NOTE: The SourceForge.net mailing lists have been deprecated in favor of this forum in order to expedite support and provide additional features not available on the old mailing list.

Orphaned checks.

Postby linuxnerd » Mon Jul 02, 2018 1:04 am

Hi,

I'm running Nagios 3.5.1 (3.5.1.dfsg-2.1ubuntu1.3) on Ubuntu 16.04.4 and after Nagios runs for a while, I start seeing a whole bunch of
Warning: The check of service 'XXX' on host 'XXX' looks like it was orphaned. I'm scheduling an immediate check of the service... in the log.
When that happens, I start missing out on alerts.

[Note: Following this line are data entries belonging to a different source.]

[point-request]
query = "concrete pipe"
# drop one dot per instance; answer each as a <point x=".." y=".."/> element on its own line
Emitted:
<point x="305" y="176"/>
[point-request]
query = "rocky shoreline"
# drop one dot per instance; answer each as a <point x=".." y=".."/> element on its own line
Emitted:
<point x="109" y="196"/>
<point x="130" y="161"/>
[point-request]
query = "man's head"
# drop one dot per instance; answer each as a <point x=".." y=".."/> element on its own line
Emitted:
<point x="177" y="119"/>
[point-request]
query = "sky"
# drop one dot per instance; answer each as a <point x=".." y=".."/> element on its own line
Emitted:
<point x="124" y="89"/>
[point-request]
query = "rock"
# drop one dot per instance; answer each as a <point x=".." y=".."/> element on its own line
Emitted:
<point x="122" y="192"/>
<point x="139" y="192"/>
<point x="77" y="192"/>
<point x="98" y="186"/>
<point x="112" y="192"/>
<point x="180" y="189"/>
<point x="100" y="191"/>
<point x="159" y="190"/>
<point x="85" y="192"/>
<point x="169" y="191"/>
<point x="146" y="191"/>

I've seen similar threads on the issue suggesting disk space, cleaning out spool dir etc.
I've done all of them, but still getting the problem.
I have disabled the embedded perl intepreter.

enable_embedded_perl=0
use_embedded_perl_implicitly=0

Regards,
LN.
linuxnerd
 
Posts: 13
Joined: Mon Jul 02, 2018 12:57 am

Re: Orphaned checks.

Postby scottwilkerson » Mon Jul 02, 2018 1:34 pm

What is the output of the following

Code: Select all
ps -ef|grep nagios.cfg


Also, is this server using any nagios addons such as livestatus or mod_gearman?
As of May 25th, 2018, all communications with Nagios Enterprises and its employees are covered under our new Privacy Policy.
User avatar
scottwilkerson
DevOps Engineer
 
Posts: 11563
Joined: Tue Nov 15, 2011 3:11 pm
Location: Nagios Enterprises

Re: Orphaned checks.

Postby linuxnerd » Tue Jul 03, 2018 4:43 am

Code: Select all
nagios    1116     1  0 06:00 ?        00:00:38 /usr/sbin/nagios3 -x -d /etc/nagios/conf/nagios/nagios.cfg
nagios   11263  1116  0 09:22 ?        00:00:00 /usr/sbin/nagios3 -x -d /etc/nagios/conf/nagios/nagios.cfg


no addons.
linuxnerd
 
Posts: 13
Joined: Mon Jul 02, 2018 12:57 am

Re: Orphaned checks.

Postby scottwilkerson » Tue Jul 03, 2018 9:30 am

I would recommend completely stopping the service and starting again.

Code: Select all
service nagios stop
service nagios start


How many host/services are on this installation? How much memory and CPU's do you have?
As of May 25th, 2018, all communications with Nagios Enterprises and its employees are covered under our new Privacy Policy.
User avatar
scottwilkerson
DevOps Engineer
 
Posts: 11563
Joined: Tue Nov 15, 2011 3:11 pm
Location: Nagios Enterprises

Re: Orphaned checks.

Postby linuxnerd » Tue Jul 03, 2018 11:40 am

tried restarting many times but doesnt fix anything.
even tried deleting all the object cache files.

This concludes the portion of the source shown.